‘Very harmful’: Carilion expert estimates up to 10% of adults are addicted to technology

Constantly scrolling and playing video games can increase risk for anxiety and depression

ROANOKE, Va. – Social media, television, video games — No matter the medium, digital technology is intertwined with our lives to the point where some can’t live without the screen.

“I am addicted to technology. I think everybody’s addicted to some kind of technology,” said Roanoke native Mary Walker.

“I crave the interactions that I have on my phone with people that I’ve never met in person, but I’ve met them virtually,” said Salem resident Jeff Cole.

Dr. Robert Trestman, the chair of psychiatry at Carilion Clinic and a professor of psychiatry at Virginia Tech Carilion School of Medicine, said that biologically, we crave instant gratification.
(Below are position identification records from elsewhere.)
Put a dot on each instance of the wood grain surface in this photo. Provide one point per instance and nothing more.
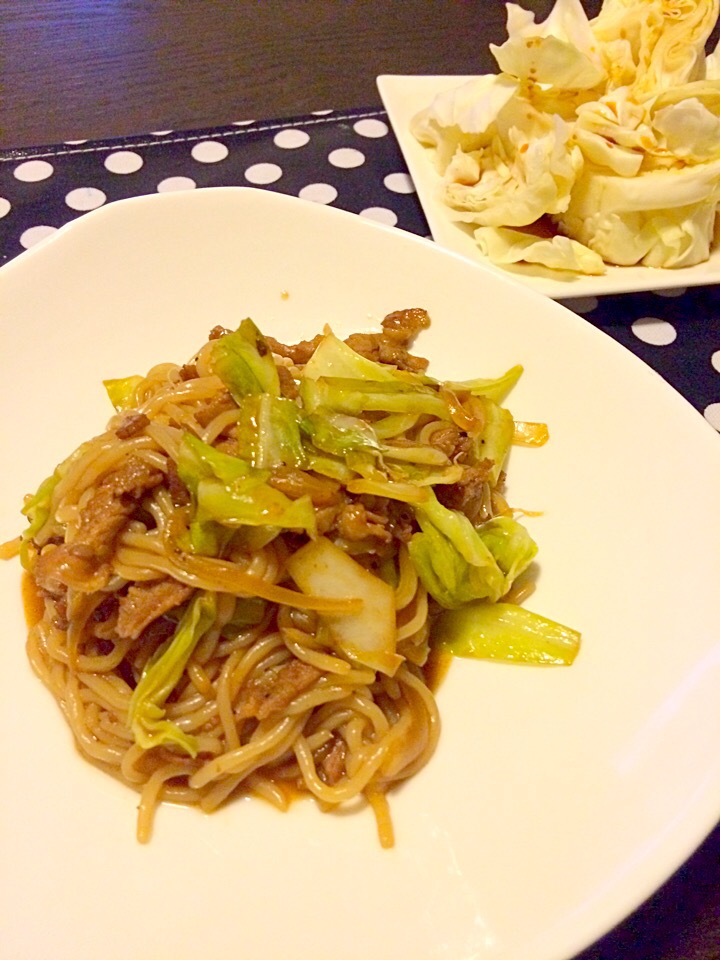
(74, 69)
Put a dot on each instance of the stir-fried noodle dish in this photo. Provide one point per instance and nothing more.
(240, 584)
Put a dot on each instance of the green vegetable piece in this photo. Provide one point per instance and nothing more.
(494, 389)
(496, 437)
(268, 432)
(146, 715)
(250, 501)
(244, 362)
(122, 392)
(452, 561)
(198, 460)
(340, 434)
(354, 397)
(334, 358)
(510, 544)
(506, 632)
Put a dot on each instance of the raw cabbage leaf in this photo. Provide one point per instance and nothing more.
(523, 174)
(463, 118)
(664, 39)
(504, 245)
(640, 220)
(561, 51)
It stimulates our brain’s basic reward system and dopamine production, so we go back for more.

“Technology has inadvertently and thoughtfully made use of the underlying biology to create very addictive tools,” said Trestman.

He estimates that 5 to 10% of the adult population has some impairment because of overuse or an addiction to technology.
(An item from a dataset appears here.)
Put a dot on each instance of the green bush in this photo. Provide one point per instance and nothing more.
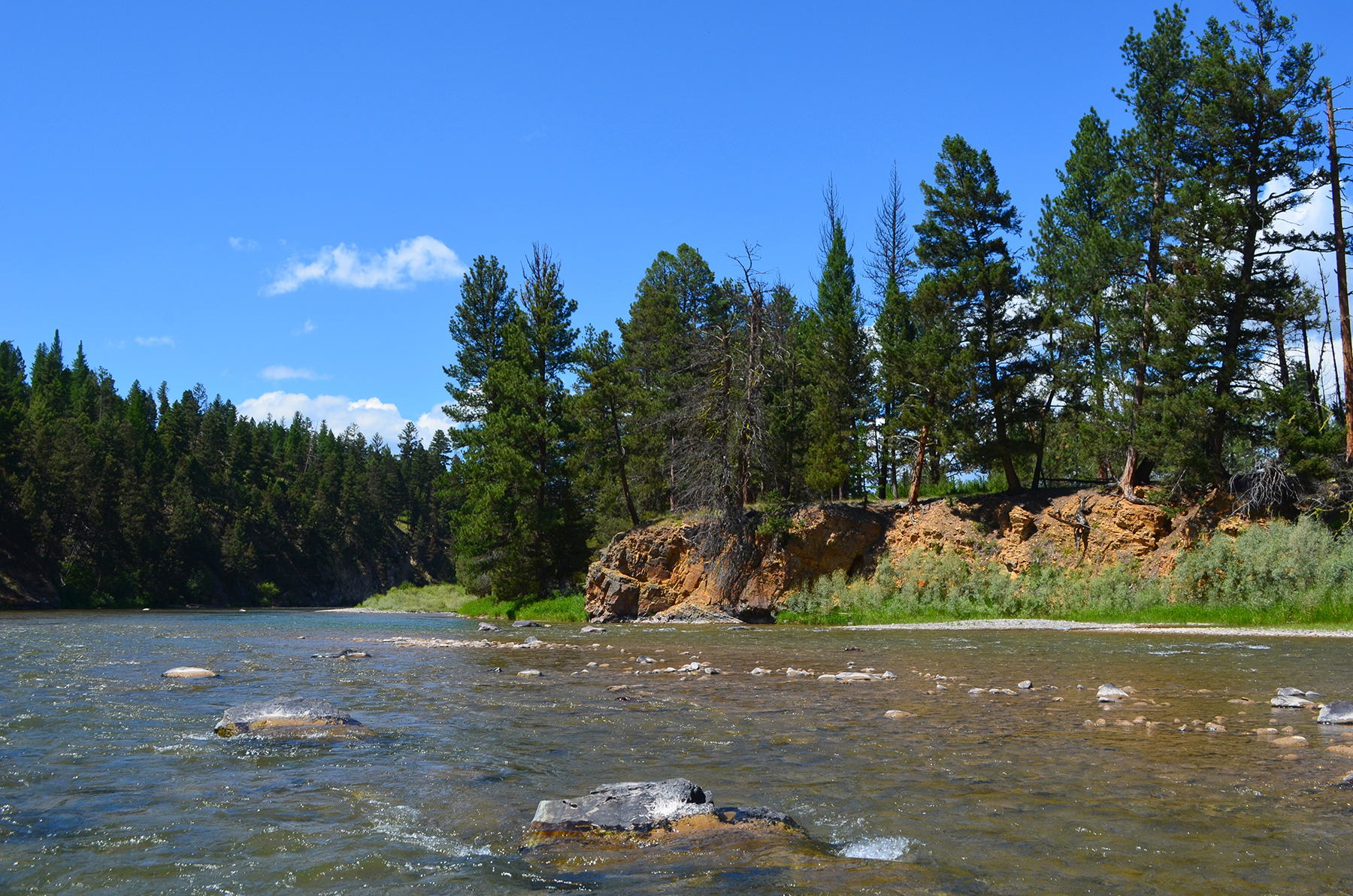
(429, 598)
(556, 608)
(1270, 574)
“I think that there are many, many people who end up looking at TikTok or other entertainment sites and don’t fall asleep for hours and then can’t quite understand why they’re tired the next day and they have a hard time focusing,” said Trestman.

Digital addictions have consequences. Trestman said that binge-watching TV can be time-consuming, but it’s more passive and therefore less problematic.

However, constantly scrolling, liking and sharing on social media apps or playing video games are so interactive that they can raise our stress hormones and increase the risk for anxiety and depression.

“That engages all of these stress hormones and over time that impairs our immune system,” said Trestman. “And it puts stress on our heart and it changes our biology in ways that are very harmful in the long run,” said Trestman.

Trestman said the pandemic only complicated things.

“Just the time we’re spending on these devices is less time we’re spending with other people,” said Trestman. “So many of us have been isolated and this has served as a valuable tool as an alternative to normal socialization.”

And he said the consequences are still unknown.

“We’re way ahead, in terms of technology, way ahead of either the ethics or the consequences socially,” said Trestman.

If you want to cut back, Trestman recommended that people monitor their screen time. Prioritize time for work, school, exercise or spending time with family and friends. Then scroll with the time left.

″If you prioritize the important things first, you’re going to reduce dramatically the risk of addiction because you’ll pay attention to when you aren’t accomplishing the things that really matter to you more,” said Trestman.